La période qui suit 1968
est marquée par de nombreux mouvements sociaux qui, d’une manière ou d’une
autre, posent avec force la question du statut des étrangers. Il ne s’agit plus
cependant d’un phénomène exclusivement wallon, mais d’une question qui concerne
tout le pays. Qu’il s’agisse des mouvements étudiants, des grèves "sauvages"
dans le Limbourg ou aux usines Michelin, menées par des travailleurs étrangers,
ces mouvements font émerger la question immigrée au premier plan. Une
association "Action Solidarité Etrangers" est fondée. Mais surtout un vaste
réseau informel de solidarité avec les étrangers se constitue.
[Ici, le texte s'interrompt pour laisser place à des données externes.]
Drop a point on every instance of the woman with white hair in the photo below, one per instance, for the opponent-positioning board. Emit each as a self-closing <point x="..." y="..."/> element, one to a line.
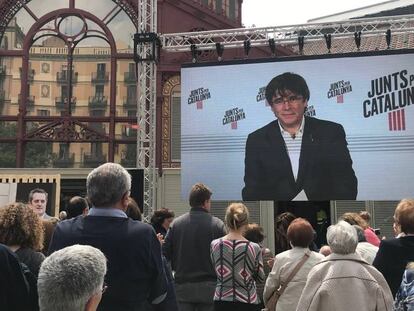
<point x="343" y="281"/>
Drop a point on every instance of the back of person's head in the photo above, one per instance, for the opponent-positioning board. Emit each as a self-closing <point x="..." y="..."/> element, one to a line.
<point x="20" y="225"/>
<point x="287" y="81"/>
<point x="133" y="210"/>
<point x="300" y="233"/>
<point x="354" y="219"/>
<point x="342" y="238"/>
<point x="107" y="184"/>
<point x="254" y="233"/>
<point x="360" y="233"/>
<point x="365" y="216"/>
<point x="404" y="215"/>
<point x="325" y="250"/>
<point x="199" y="194"/>
<point x="283" y="220"/>
<point x="281" y="224"/>
<point x="237" y="216"/>
<point x="76" y="206"/>
<point x="70" y="278"/>
<point x="36" y="190"/>
<point x="161" y="215"/>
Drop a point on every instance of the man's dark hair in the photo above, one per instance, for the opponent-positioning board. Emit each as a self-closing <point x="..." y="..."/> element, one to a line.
<point x="284" y="82"/>
<point x="160" y="215"/>
<point x="76" y="206"/>
<point x="133" y="210"/>
<point x="199" y="194"/>
<point x="37" y="190"/>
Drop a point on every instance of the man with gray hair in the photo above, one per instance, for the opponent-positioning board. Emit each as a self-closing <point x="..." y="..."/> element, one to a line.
<point x="343" y="280"/>
<point x="72" y="279"/>
<point x="135" y="270"/>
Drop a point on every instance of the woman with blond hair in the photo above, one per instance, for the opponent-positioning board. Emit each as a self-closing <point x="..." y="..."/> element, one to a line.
<point x="238" y="264"/>
<point x="21" y="230"/>
<point x="292" y="267"/>
<point x="356" y="219"/>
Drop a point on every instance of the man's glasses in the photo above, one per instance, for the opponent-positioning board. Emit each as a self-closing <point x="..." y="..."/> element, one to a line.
<point x="292" y="99"/>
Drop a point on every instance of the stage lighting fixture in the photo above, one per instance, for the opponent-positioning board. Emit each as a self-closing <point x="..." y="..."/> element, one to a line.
<point x="328" y="39"/>
<point x="357" y="36"/>
<point x="193" y="53"/>
<point x="272" y="46"/>
<point x="388" y="38"/>
<point x="301" y="42"/>
<point x="247" y="47"/>
<point x="147" y="47"/>
<point x="219" y="50"/>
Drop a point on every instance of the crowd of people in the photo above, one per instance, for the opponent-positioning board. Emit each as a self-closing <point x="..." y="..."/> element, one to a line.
<point x="103" y="256"/>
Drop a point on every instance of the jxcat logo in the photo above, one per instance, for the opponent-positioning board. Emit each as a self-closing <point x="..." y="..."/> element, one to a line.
<point x="198" y="96"/>
<point x="232" y="116"/>
<point x="338" y="89"/>
<point x="391" y="94"/>
<point x="261" y="94"/>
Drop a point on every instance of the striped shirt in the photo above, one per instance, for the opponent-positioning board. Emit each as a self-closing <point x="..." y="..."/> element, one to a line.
<point x="238" y="265"/>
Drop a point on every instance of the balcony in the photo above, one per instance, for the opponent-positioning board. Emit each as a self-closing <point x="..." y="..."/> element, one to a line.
<point x="130" y="102"/>
<point x="29" y="102"/>
<point x="65" y="160"/>
<point x="100" y="77"/>
<point x="62" y="77"/>
<point x="60" y="102"/>
<point x="98" y="102"/>
<point x="2" y="96"/>
<point x="129" y="77"/>
<point x="93" y="160"/>
<point x="2" y="71"/>
<point x="130" y="132"/>
<point x="30" y="74"/>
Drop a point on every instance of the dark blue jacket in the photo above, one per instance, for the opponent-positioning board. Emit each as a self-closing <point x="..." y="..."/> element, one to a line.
<point x="135" y="270"/>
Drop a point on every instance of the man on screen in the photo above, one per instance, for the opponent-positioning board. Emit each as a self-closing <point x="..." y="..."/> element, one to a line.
<point x="297" y="157"/>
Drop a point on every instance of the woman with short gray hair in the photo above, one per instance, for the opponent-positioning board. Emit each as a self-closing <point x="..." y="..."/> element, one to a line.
<point x="72" y="279"/>
<point x="344" y="281"/>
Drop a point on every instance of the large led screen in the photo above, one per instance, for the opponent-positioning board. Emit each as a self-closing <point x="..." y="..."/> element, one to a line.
<point x="338" y="127"/>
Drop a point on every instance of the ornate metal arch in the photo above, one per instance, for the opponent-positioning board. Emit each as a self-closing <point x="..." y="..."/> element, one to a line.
<point x="9" y="8"/>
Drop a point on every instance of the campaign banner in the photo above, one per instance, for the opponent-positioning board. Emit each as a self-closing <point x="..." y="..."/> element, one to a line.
<point x="370" y="95"/>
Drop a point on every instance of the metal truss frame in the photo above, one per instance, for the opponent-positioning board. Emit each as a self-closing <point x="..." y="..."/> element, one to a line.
<point x="229" y="38"/>
<point x="236" y="38"/>
<point x="146" y="112"/>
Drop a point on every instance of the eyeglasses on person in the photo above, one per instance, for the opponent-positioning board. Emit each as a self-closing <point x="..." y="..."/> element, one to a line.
<point x="292" y="99"/>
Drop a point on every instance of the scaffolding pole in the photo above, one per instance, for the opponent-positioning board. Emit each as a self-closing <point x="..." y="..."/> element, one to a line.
<point x="146" y="106"/>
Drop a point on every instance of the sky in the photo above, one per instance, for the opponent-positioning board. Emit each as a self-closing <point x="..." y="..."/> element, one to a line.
<point x="263" y="13"/>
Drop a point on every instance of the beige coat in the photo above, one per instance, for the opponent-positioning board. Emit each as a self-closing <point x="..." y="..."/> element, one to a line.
<point x="343" y="283"/>
<point x="284" y="263"/>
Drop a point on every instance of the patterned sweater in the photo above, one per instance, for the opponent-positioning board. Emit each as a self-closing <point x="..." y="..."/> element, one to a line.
<point x="238" y="264"/>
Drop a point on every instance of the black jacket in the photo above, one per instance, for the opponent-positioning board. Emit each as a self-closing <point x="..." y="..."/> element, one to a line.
<point x="392" y="258"/>
<point x="187" y="245"/>
<point x="325" y="166"/>
<point x="135" y="270"/>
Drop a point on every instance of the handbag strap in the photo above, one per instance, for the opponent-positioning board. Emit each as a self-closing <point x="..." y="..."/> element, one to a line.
<point x="293" y="273"/>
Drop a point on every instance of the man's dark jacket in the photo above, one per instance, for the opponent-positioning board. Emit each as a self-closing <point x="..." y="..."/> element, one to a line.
<point x="135" y="270"/>
<point x="325" y="166"/>
<point x="392" y="258"/>
<point x="187" y="245"/>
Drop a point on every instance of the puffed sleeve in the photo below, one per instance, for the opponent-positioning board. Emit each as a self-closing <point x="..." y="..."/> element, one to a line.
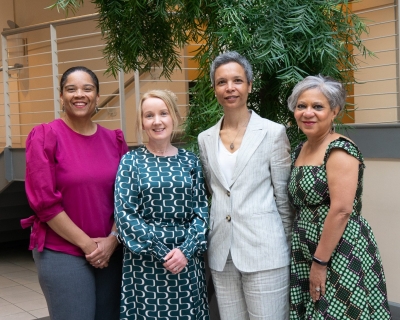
<point x="122" y="146"/>
<point x="40" y="181"/>
<point x="196" y="240"/>
<point x="134" y="231"/>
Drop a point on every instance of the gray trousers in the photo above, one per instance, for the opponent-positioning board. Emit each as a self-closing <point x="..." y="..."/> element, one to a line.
<point x="74" y="290"/>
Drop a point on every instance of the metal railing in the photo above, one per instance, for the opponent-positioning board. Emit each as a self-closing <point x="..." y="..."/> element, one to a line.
<point x="33" y="59"/>
<point x="376" y="92"/>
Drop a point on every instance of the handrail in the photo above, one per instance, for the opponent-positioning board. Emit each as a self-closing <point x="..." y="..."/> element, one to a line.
<point x="114" y="94"/>
<point x="45" y="25"/>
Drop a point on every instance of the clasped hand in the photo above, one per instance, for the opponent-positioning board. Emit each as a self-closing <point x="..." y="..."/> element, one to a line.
<point x="100" y="257"/>
<point x="175" y="261"/>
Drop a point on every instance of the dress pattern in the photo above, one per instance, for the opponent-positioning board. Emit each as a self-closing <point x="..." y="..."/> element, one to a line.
<point x="161" y="204"/>
<point x="356" y="286"/>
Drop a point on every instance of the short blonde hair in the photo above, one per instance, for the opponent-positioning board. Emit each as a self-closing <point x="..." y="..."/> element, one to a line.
<point x="170" y="100"/>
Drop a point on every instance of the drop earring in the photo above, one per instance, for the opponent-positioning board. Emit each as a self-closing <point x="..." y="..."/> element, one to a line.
<point x="332" y="128"/>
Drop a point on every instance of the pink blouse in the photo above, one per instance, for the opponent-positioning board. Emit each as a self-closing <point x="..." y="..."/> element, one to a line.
<point x="67" y="171"/>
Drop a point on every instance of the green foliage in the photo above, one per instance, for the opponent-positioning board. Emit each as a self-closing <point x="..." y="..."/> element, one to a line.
<point x="283" y="40"/>
<point x="66" y="5"/>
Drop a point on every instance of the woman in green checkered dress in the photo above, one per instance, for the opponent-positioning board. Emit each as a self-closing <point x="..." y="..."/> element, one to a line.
<point x="336" y="269"/>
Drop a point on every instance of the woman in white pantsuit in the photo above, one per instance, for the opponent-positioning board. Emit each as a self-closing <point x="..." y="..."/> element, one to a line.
<point x="246" y="163"/>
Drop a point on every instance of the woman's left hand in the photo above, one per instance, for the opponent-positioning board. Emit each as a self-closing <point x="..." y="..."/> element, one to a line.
<point x="175" y="261"/>
<point x="317" y="281"/>
<point x="105" y="248"/>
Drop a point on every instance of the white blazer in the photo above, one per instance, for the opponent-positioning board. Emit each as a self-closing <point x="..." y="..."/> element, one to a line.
<point x="251" y="217"/>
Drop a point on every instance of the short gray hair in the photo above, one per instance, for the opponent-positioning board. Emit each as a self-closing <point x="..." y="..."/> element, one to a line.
<point x="333" y="90"/>
<point x="227" y="57"/>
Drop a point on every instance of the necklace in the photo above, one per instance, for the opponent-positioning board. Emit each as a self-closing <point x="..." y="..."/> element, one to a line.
<point x="232" y="145"/>
<point x="162" y="152"/>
Il relie les
petits groupes activistes et les associations d’immigrés aux syndicats et aux
partis politiques, en passant par la hiérarchie catholique et des associations
diverses (11).
La question du droit de
vote cristallise bien cette politisation. Autour d’organisations de travailleurs
immigrés, du MRAX et surtout des deux grandes organisations syndicales,
s’affirment ainsi des revendications sur deux grands axes : la sécurité de
séjour et les droits politiques des immigrés. Pour la CSC et la FGTB en
particulier, comme ce fut le cas pour les ouvriers au siècle passé, il s’agit de
transformer la participation sociale en participation politique. En 1982, les
deux organisations syndicales se prononcent, en conséquence, pour le droit de
vote des étrangers à l’échelon communal.
Pendant cette même
période, la revendication des droits politiques a donc pris progressivement
corps. La création de Conseils consultatifs communaux d’Immigrés est considérée
comme une première étape vers le droit de vote. Il s’agit d’organes parallèles
aux Conseils communaux, consultatifs, composés de et élus par les immigrés. Dans
un premier temps, ces conseils stimuleront, dans les communes où ils seront
constitués, la création d’associations immigrées.
La revendication du droit
de vote et d’éligibilité sera portée ensuite par une coordination, "Objectif
82", constituée en décembre 1977 et qui regroupait autour des deux syndicats un
grand nombre d’associations belges et immigrées favorables au droit de vote.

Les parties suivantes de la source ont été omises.